A First Reads Goodreads giveaway of Karen White’s The Sound of Glass was the latest ARC (uncorrected proof) this pedometer geek read. This was the first exposure to her writing that I had, but I doubt it will be the last. Looking over the list of books she has already written, there may be a few that I will be adding to the to-read list, but I digress. Here is the extended review.
The Sound of Glass
By Karen White
Published by New American Library, 2015
A division of the Penguin Group (USA) LLC
Karen White’s The Sound of Glass is classified as women’s fiction, but it has some heavy material in it to which anyone could relate. It is not chick-lit fluffy (don’t get me wrong…I love fluffy chick-lit, but…) and even begins with a plane crash; however, having said that, there are moments of lightheartedness contained within the pages that lighten the mood of the opening pages.
First, the cover is gorgeous with the hanging wind chime of sea glass pieces in blue, green, and white in the foreground and water and a sailboat in the background. The eye is definitely drawn to the sea glass. For those unfamiliar to the term, sea glass is glass from bottles and jars that have been tumbled by water, wave, and wind through the ocean until it is deposited on the shore and collected. Through this buffeting of the seas, the glass becomes scratched and hardened. Using this as a metaphor, this about sums up the metamorphosis of the main character, Merritt Heywood.
As the back cover indicates, two years after the death of her husband Cal, Merritt Heyward receives unexpected news that she has inherited Cal’s family home in Beaufort, South Carolina. It was bequeathed to her by his reclusive grandmother, Edith.
Leaving behind her uncertain life in Maine, she travels to South Carolina for a fresh start. It is her desire to be alone, to be unencumbered, to be a recluse, but life has a way of not turning out the way it is planned.
The day she arrives in Beaufort coincides with the arrival of her too young stepmother, Loralee, and her ten-year-old stepbrother, Owen, from Georgia. Her father has died previously, and for various reasons, Loralee and Merritt have never spent much time together. Nor has she ever met her half-brother.
Having moved in lock, stock, and barrel, Loralee has plans to stay, but Merritt thinks otherwise. In fact, she is adamant about being alone to deal with her guilt over the loss of her husband. Loralee’s agenda, though, rules the day, and Merritt begrudgingly agrees to a few days. But a few days becomes more.
Meeting Cal’s younger brother Gibbes is another visitor she’d rather not have, but then he shows up. He comes, not to contest the will, but to clear out anything of his from the house. Merritt is willing to let him have whatever he wants just to get rid of him, but he keeps returning. In so doing, their lives become entwined in ways neither could ever imagine.
Slowly, day by day, despite Merritt’s reticence, Owen, Loralee, Gibbes, and others work to forge a connection with her. Originally, they are all strangers, but with enough time, transformation is possible even under unusual circumstances. The house, too, weaves a magic over her as she discovers secrets and mysteries that are over fifty years old.
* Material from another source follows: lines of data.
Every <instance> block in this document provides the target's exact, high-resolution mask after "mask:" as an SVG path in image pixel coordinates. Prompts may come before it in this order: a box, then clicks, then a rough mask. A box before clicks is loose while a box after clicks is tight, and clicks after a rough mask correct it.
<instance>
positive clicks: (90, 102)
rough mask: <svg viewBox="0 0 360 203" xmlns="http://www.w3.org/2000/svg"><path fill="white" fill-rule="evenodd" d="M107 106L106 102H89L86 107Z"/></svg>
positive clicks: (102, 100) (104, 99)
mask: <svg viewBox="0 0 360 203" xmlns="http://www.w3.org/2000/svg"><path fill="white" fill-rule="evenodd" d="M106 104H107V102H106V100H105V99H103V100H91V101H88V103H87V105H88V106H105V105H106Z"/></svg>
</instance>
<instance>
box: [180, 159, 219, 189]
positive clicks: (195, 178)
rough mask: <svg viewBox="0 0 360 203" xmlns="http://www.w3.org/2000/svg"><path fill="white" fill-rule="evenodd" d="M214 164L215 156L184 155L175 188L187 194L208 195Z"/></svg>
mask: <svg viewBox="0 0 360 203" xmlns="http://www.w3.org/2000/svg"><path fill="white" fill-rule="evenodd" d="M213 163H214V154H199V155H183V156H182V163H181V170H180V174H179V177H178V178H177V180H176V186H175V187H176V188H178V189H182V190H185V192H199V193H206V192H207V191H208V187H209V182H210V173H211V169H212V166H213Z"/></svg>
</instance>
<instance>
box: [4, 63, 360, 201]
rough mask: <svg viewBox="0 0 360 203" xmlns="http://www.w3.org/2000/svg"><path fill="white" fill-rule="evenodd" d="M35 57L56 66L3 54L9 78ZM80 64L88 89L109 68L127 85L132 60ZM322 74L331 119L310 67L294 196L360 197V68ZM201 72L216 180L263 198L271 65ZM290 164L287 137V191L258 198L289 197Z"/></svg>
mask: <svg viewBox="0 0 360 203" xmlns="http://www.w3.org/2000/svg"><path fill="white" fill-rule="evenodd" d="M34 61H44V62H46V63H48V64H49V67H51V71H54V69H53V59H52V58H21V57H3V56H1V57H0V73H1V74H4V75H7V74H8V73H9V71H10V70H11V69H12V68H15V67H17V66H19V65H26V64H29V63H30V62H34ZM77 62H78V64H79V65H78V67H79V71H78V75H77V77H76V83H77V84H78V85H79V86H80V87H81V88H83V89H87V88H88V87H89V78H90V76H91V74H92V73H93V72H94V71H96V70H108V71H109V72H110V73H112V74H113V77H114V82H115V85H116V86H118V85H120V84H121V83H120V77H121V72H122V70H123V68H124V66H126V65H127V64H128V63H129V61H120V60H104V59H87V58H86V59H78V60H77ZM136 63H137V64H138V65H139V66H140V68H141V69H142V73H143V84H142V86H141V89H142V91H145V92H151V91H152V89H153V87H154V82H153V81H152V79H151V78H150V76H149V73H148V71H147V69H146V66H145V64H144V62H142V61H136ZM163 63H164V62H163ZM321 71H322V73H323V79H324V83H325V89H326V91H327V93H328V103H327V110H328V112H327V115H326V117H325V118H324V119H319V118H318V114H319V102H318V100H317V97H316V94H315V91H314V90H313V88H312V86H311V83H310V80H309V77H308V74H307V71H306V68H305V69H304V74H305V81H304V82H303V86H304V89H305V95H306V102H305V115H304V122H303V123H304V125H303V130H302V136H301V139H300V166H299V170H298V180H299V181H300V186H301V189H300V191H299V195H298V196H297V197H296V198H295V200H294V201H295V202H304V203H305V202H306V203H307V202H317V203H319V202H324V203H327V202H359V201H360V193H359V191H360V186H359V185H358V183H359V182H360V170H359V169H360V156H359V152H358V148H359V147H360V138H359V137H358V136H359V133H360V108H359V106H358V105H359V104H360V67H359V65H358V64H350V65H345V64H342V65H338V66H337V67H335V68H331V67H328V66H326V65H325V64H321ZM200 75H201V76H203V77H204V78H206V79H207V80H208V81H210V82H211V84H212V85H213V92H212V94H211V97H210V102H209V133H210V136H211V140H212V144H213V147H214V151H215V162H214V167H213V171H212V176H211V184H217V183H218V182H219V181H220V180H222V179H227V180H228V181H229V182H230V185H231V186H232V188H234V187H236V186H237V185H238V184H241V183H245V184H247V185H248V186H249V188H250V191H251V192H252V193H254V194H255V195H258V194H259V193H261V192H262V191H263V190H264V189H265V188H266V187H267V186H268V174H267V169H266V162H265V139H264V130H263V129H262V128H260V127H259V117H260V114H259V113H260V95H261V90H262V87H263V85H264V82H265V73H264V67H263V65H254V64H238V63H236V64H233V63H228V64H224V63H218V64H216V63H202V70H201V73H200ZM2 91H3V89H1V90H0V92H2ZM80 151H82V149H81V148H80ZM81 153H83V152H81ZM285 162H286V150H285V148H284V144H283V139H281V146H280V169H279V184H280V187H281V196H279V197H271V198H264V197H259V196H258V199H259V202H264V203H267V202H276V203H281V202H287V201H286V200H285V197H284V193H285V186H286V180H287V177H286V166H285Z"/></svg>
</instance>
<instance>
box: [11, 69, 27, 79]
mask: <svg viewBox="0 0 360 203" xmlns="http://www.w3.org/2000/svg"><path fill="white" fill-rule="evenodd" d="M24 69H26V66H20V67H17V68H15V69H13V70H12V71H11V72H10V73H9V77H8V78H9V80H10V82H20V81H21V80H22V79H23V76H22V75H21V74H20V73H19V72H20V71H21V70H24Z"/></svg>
The story is told from the perspective of three characters: Merritt, Loralee, and Edith. This novel has true-to-life characters with issues of consequence. Even the subject of nature versus nurture plays a part.
Loralee, especially, is a character the reader grows to love. Her superficial appearance is not all that she is, and she may have a great deal to do with Merritt’s transformation. With Loralee’s help and her Journal of Truths, Merritt might just become the woman she should be even if she does it kicking, screaming, and complaining all the way. Loralee’s Journal of Truths show how deeply her thoughts and feelings are, and this reader looked forward to reading them throughout the novel. Some were of consequence; others were silly, but on the whole, many life lessons could be drawn from them and are worth remembering long after the story ends. A couple of examples: Sometimes bravery can be just another face of desperation. Never give a lady a tube of lipstick without a mirror.
This well-written novel is a wonderful read if only to discover more of Loralee’s philosophical (and not-so-philosophical) truths; however, there is so much more to this story than that as Merritt, Owen, Gibbes, and Loralee navigate the past and present to arrive at a new reality for them all. This book is highly recommended, and this reader feels fortunate to have discovered a new author in the process.